Yankees can’t finish off sweep, fall 8-4 to AngelsBy
Well, sweeping a four-game series is tough to do regardless of opponent, but winning the first three games before dropping the fourth is a tough pill to swallow. The Yankees lost a winnable 8-4 game to the Angels in Thursday’s series finale.
Phil Goes Phive
For the first time in four starts, Phil Hughes actually completed five innings of work on Thursday afternoon. He even tacked on a sixth inning for good measure. Three runs on six hits, a walk, and a hit batsman in six innings represents Phil’s best start since early-July, which is far too long to go between acceptable starts. That’s what this was, acceptable. Not good, not bad. In the middle. Tolerable. Not good enough to feel good about and not bad enough to cost Hughes his job.
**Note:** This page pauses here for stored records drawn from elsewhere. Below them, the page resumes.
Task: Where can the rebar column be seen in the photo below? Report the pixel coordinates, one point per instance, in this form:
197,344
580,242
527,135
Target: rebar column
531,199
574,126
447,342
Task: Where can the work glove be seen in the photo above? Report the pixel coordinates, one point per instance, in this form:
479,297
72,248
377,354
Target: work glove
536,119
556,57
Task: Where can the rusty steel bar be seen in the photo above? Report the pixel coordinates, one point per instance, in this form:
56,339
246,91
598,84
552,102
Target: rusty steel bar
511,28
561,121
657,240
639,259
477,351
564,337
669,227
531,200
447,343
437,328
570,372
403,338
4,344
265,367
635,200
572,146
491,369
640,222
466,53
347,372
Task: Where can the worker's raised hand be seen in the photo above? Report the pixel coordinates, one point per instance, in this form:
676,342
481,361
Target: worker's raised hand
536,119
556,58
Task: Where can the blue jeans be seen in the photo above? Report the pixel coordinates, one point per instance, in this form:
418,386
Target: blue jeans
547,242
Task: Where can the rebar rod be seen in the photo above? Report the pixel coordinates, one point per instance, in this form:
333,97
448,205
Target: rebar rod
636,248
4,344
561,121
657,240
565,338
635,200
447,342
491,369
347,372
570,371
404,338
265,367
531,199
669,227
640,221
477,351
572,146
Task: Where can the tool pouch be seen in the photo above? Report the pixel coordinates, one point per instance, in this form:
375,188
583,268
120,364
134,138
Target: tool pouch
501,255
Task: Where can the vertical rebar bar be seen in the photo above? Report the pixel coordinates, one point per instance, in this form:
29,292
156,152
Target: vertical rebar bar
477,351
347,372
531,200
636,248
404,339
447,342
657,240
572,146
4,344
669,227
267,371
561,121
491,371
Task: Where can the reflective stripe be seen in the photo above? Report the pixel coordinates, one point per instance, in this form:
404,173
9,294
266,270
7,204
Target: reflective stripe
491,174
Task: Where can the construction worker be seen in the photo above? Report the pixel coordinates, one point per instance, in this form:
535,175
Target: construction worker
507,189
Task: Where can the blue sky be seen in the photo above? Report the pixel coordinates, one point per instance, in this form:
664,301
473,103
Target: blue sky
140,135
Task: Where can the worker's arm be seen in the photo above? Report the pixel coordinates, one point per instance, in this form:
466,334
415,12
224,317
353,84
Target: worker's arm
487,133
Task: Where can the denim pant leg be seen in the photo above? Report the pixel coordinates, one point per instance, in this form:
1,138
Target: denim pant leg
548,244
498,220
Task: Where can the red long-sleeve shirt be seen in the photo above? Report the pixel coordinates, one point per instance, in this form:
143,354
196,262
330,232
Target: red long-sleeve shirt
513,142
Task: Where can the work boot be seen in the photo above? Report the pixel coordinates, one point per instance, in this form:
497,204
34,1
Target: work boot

The Yankees were in the game until the eighth inning, two innings after Phil had been removed, when the Angels broke things open against an ineffective Boone Logan. I always pay extra attention to what happens after a pitcher stays in the game after issuing an intentional walk, and sure enough Logan followed the free (free) pass to Mark Trumbo with an unintentional walk to the unwalkable (5.4 BB%) Hank Conger and a grand slam to the powerless (.061 ISO) Chris Nelson. I swear, hitters have like a .900 OBP against pitchers who stay in the game immediately after an intentional walk. It seems to throw everything off. Nelson’s slam — his second homer of the game/season — put this one to bed.
Blown Early Chances
After scoring 25 runs in the previous two games combined, the Yankees turned eleven hits and one walk in 6.2 innings against starter C.J. Wilson into just one run. They had two men on-base in the second, the bases loaded in the third, and two on in the fourth, but only got the one run out of it. Vernon Wells made three outs in two plate appearances to help kill the various rallies, including an inning-ending double play with the bases loaded.
The good news, despite the lack of runs, is that Alfonso Soriano (4-for-5), Robinson Cano (3-for-5), Alex Rodriguez (2-for-5), and Curtis Granderson (1-for-3 with two walks) continue to perform well in the batters’ box. Brett Gardner tripled to help create the first run, Eduardo Nunez singled twice, and Austin Romine picked up another hit to extend his little hot streak. Four runs on 18 total base-runners kinda sucks, but if they continue getting men on-base like that, the runs will come. Keep up that pace.
The Yankees did make some noise in the ninth inning, scoring three runs thanks to a Cano single and a Wells two-run double. They had the tying run on deck at one point, which is pretty good considering they opened the frame down seven runs. This means The O’Neill Theory is in effect for the next game, right? Too bad we never bothered to keep track of that to see if it holds true.
Shawn Kelley (one inning) and Joba Chamberlain (one-third of an inning) both allowed a run while Adam Warren tossed a scoreless frame. Kelley’s base-runner reached on a bloop double to shallow center when Gardner made a rare bad read and broke back on a ball he should have come in on, then scored on Nelson’s grand slam off Logan. Rough way to get charged with a run, but that’s life.
Isn’t it amazing how, 120 games into the season, the Yankees still don’t have a viable platoon partner for Lyle Overbay? He went 0-for-3 with a strikeout and three feeble at-bats against Wilson, lowering his season line against southpaws to .200/.246/.305. Yuck.
Mike Scioscia used four pitchers to get the final four outs with a seven-run lead. Of course, it went from a seven-run lead to a four-run lead during that time. Perhaps the two issues are related.
Box Score, WPA Graph & Standings
For the box score and video highlights, go to MLB.com. FanGraphs has the other stats and ESPN the updated standings. The Yankees are six back of the second wildcard spot in the loss column with four teams still ahead of them. That’s a lot of ground to make up in 42 games. They’ll need a lot of help.
The Yankees are off to Boston for a three-game weekend set against the Red Sox. Left-handers Andy Pettitte and Felix Doubront will start the series off on Friday night.